Dia menikmati erang dan desis Pakde dengan cara lebih meliarkan jilatan dan gigitan-gigitannya.


Tetapi situasi berikutnya berubah. Kendalinya terlepas dan diambil alih Pakde Karto. Tanpa mau melepas rengkuhan Rini pada penisnya Pakde bangkit dari sofa empuk itu. Dibimbingnya Rini untuk naik kesofa dengan kepalanya bersandar pada ke bantalannya. Dengan penisnya yang tak pernah lepas dari mulut lembut Rini, kini posisi Pakde berada di atasnya dengan selangkangnnya mengangkang di atas dada Rini. Sementara Rini masih berpikir bahwa sesaat lagi Pakde akan merambati tubuhnya untuk menusukkan kembali kemaluannya pada vaginanya.


Tetapi sekali lagi harapan Rini ini keliru. Kini Pakde seperti sedang kerasukan nikmat dan merasakan bagaimana seakan spermanya datang dari seribu arah menjalari berjuta saraf-saraf di seputar selangkangannya untuk meledak dan tumpah di mulut Rini. Dan ketika batas batas sarafnya telah terlanggar oleh birahi, dengan suara erangan yang keras dari mulutnya dengan disertai tangan-tangannya yang kuat menekan kepala Rini agar tetap terpaku di sofa selama penis Pakde tetap menghunjam-hunjam ke rongga mulut Rini, Pakde telah siap menyemprotkan air maninya ke mulutnya. Dan Rini memang tak lagi mampu berkutik. Tekanan tangan Pakde terlampau kuat untuk ditolak. Akhirnya dia menyadari apa yang Pakde mau. Dia langsung pasrah. Bahkan selintas dia sempat berpikir tentang Herman. Biarlah Herman menyaksikan apa yang memang dia harus saksikan.

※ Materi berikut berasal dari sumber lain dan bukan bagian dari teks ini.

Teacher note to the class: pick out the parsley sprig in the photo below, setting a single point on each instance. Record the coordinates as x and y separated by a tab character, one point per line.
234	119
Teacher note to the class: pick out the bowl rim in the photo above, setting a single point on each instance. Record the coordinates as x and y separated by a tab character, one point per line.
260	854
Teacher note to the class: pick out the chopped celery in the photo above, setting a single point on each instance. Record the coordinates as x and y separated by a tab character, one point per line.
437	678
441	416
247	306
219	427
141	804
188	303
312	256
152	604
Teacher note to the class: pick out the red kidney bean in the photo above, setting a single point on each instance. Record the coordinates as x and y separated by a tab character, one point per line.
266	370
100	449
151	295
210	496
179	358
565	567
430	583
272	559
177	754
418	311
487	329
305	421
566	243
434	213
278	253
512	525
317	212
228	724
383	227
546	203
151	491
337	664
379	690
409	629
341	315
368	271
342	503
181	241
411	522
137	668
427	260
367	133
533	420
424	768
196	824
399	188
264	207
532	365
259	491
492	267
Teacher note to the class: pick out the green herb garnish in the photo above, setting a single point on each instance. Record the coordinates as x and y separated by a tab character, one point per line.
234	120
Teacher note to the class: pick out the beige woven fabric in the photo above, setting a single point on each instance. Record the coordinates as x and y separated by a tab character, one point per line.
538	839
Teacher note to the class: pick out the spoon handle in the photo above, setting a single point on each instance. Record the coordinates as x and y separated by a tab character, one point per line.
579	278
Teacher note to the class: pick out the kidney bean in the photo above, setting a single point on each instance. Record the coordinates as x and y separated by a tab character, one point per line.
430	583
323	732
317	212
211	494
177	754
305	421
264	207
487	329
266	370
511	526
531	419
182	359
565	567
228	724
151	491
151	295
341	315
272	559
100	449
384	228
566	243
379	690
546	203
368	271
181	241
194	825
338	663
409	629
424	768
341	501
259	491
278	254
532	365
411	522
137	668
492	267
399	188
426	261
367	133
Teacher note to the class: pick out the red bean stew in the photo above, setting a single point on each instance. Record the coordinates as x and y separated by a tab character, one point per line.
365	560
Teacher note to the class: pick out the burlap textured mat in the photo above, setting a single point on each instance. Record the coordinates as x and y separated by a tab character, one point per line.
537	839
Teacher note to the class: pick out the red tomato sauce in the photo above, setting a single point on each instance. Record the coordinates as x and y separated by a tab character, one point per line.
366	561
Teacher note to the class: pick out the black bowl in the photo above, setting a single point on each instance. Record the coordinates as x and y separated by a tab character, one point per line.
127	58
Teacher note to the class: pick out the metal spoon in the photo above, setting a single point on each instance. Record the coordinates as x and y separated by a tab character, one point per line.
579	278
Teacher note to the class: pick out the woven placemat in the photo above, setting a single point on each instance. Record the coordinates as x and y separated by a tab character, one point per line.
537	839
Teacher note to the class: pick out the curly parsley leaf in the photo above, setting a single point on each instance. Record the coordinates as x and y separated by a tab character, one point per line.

Sperma Pakde tumpah ruah menyemprot membanjir memenuhi mulutnya. Anggukan-anggukan penis Pakde menandai setiap semprotan spermanya. Mulut manis mungil Rini tak mungkin menampung seluruhnya. Sebagian tertelan membasahi tenggorokannya, sebagian lainnya muncrat tercecer ke dagunya, dadanya dan juga ke jok kulit sofa buatan Italy itu. Saat akhirnya Rini benar-benar menjilati sperma yang tercecer dia ingat kembali saat bersama Pandi di Parangtritis itu. Dan Pakde Kartopun terpenuhi harapannya.


Herman terbengong-bengong menyaksikan bagaimana nafsu liarnya Rini di atas sofa bersama Pakde Karto itu. Benar-benar tak habis mengerti, bahwa Rini yang kesehariannya cantik dan lembut itu bisa berubah menjadi malaikat seks yang dengan ganas membawa prahara birahi untuk menenggelamkan nafsu Pakdenya kedalam nikmat syahwat yang tak pernah dia berikan pada siapapun sebelumnya. Pakde Karto merasa bahwa menganggap lunas hutang suaminya amat sepadan dengan apa yang di berikan Rini kepadanya. Dielusinya dengan penuh kasih sayang kepala Rini yang kini bersandar di dadanya. Pakde mendapatkan kepuasan yang luar biasa dengan hadirnya Rini ini.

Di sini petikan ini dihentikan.